Despite this, women around the African continent still face substantial barriers in obtaining the sea time needed to attain the professional qualifications necessary for employment. Sea Shepherd Global is committed to equipping underrepresented seafarers with professional seagoing experience, by upholding the highest industry standards in safety, crew welfare, and training onboard.

“Sea Shepherd Global is proud of its four-year history of partnering with women maritime professionals around the African continent to promote marine conservation while helping advance the careers of some of the world’s least represented seafarers in the marine space,” said Capt. Peter Hammarstedt, Sea Shepherd Global’s Director of Campaigns. “The initiative is the result of connections made between Sea Shepherd Global and African Women in Maritime (WiMA) during the Africa Blue Economy Forum organised by Mrs. Leila Ben Hassen in Tunisia in 2019, and its further development and expansion is now possible thanks to the generous support of Lloyd’s Register Foundation.”

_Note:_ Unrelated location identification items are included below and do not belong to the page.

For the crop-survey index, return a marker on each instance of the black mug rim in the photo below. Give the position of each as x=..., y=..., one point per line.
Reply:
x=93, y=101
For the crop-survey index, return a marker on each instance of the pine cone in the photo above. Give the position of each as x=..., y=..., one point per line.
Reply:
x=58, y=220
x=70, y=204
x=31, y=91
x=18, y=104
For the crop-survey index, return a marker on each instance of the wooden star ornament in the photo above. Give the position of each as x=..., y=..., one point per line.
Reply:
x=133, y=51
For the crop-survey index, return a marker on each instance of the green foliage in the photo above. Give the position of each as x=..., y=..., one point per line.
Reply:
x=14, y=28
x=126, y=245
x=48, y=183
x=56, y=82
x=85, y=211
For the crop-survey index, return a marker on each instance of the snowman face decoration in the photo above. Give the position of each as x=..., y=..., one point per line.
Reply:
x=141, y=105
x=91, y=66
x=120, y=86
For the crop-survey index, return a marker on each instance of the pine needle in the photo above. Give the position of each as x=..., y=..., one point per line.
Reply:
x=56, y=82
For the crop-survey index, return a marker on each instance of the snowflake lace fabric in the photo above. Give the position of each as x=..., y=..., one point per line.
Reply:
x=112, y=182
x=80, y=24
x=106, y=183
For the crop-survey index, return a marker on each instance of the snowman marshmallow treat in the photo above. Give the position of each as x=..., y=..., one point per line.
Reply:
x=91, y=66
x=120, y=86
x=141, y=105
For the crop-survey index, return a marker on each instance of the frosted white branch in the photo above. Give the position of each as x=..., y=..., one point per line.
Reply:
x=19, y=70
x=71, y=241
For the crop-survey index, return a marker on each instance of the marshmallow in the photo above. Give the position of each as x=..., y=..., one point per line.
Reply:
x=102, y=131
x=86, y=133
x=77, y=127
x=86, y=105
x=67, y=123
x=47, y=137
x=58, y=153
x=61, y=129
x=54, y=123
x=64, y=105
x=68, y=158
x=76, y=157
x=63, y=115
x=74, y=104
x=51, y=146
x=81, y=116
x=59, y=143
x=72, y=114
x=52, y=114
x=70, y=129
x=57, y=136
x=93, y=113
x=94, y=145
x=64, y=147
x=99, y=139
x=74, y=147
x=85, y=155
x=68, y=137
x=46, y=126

Bea Agüera, Sea Shepherd Global’s Crew Coordinator said: “Crewing agencies in West Africa either don’t exist or can’t compete with the more established and dominant ones in Indonesia and the Philippines where the recruitment system is more developed. It’s also harder to get a visa, and travel can be more expensive.

“Unfortunately, gender discrimination is prevalent throughout the maritime world, including in developed countries. At Sea Shepherd Global’s crewing department, we’re committed to breaking down gender barriers in the maritime world. This partnership with Lloyd’s Register Foundation reflects this commitment.”

Sea Shepherd Global is working towards a future that promotes gender equality in the maritime sector, working to make tangible improvements for women who dedicate their lives to working at sea.

“Governments, regulators, and the private sector need to work together to remove barriers of entry into the maritime system, increase diversity and aid the just transition for all demographics in the ocean economy,” said Olivia Swift, Senior Programme Manager at Lloyd’s Register Foundation.”I’m excited by Lloyd’s Register Foundation’s initial collaboration with Sea Shepherd Global and looking forward to seeing how our funding will make a real difference to Africa’s female seafarers.”

Beyond the women directly impacted by this initiative, Sea Shepherd benefits from having locally trained cadets onboard, with first-hand experience in ocean conservation measures combating illegal, unreported, and unregulated (IUU) fishing.
Funding from Lloyd’s Register Foundation will also enable Sea Shepherd to develop future collaborations with groups such as Women in Marine Africa, Women in Marine East and South Africa, and the Female Seafarers Association of Nigeria. By expanding this programme, Sea Shepherd will create opportunities for former cadets to mentor new ones from their home countries.